Regia di Gianluca De Serio, Massimiliano De Serio vedi scheda film
Dal Vangelo secondo Matteo: 1. Dar da mangiare agli affamati; 2. Dar da bere agli assetati; 3. Vestire gli ignudi; 4. Alloggiare i pellegrini; 5. Visitare gli infermi; 6. Visitare i carcerati; 7. Seppellire i morti. Sono queste le sette opere di misericordia del titolo. Rilette in altra forma dai due gemelli De Serio, Gianluca e Massimiliano.
Se nel Vangelo queste sono quelle richieste dal Cristo, per ottenere il perdono dei peccati ed entrare nel suo regno, nel cinema dell’esordio dei fratelli De Serio queste diventano i sette fondamenti su cui si poggia un’estetica della vita e dell’azione, che al suo interno conserva, ma nello stesso tempo distrugge, ogni genere.
Il film fa incetta di premi già da un po’: vincitore del Premio della Giuria al Festival di Marrakech; premio della Giuria dei Giovani e quello della Federazione Internazionale dei Cineclub a Locarno.
La protagonista della storia è un’immigrata moldava, che cerca di uscire dalla sua situazione di schiavitù, obbligata dalla sua famiglia a mendicare e rubare, diventando a sua volta carnefice quando sequestra un vecchio uomo malato, pur di poterne occupare la casa.
Il film, suddiviso in sette capitoli, ognuno dei quali si conclude sempre con una chiusa emblematica, che richiama sempre una delle sette opere, è cadenzato da un ritmo lento, ma sostenuto da una vitalità che proviene proprio dalle immagini, più che dalle parole, di cui la sceneggiatura ne ha veramente pochissime. Anzi, il silenzio e lo stupore di ogni chiusura di capitolo hanno proprio l’effetto di stupire costantemente lo spettatore.

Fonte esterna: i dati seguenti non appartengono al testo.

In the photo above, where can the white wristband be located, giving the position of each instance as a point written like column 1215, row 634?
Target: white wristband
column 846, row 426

Si tratta di un cinema che richiama le tele e gli oli di Caravaggio, che conserva nell’ombra ogni verità, perché predilige i margini; un cinema che racconta i corpi, scolpendoli nella loro bellissima caducità, accompagnati da una macchina da presa che lavora come fosse un pennello, che quasi fa fatica a mostrarsi, dipingendo un barlume d’umanità. Eccellenti entrambe le interpretazioni, quella di Olimpia Melinte e Roberto Herlitzka. Si tratta di cinema di altissimo livello, forse non facilmente fruibile da molti. Ma grande cinema. Finalmente qualcuno in Italia, come i Dardenne.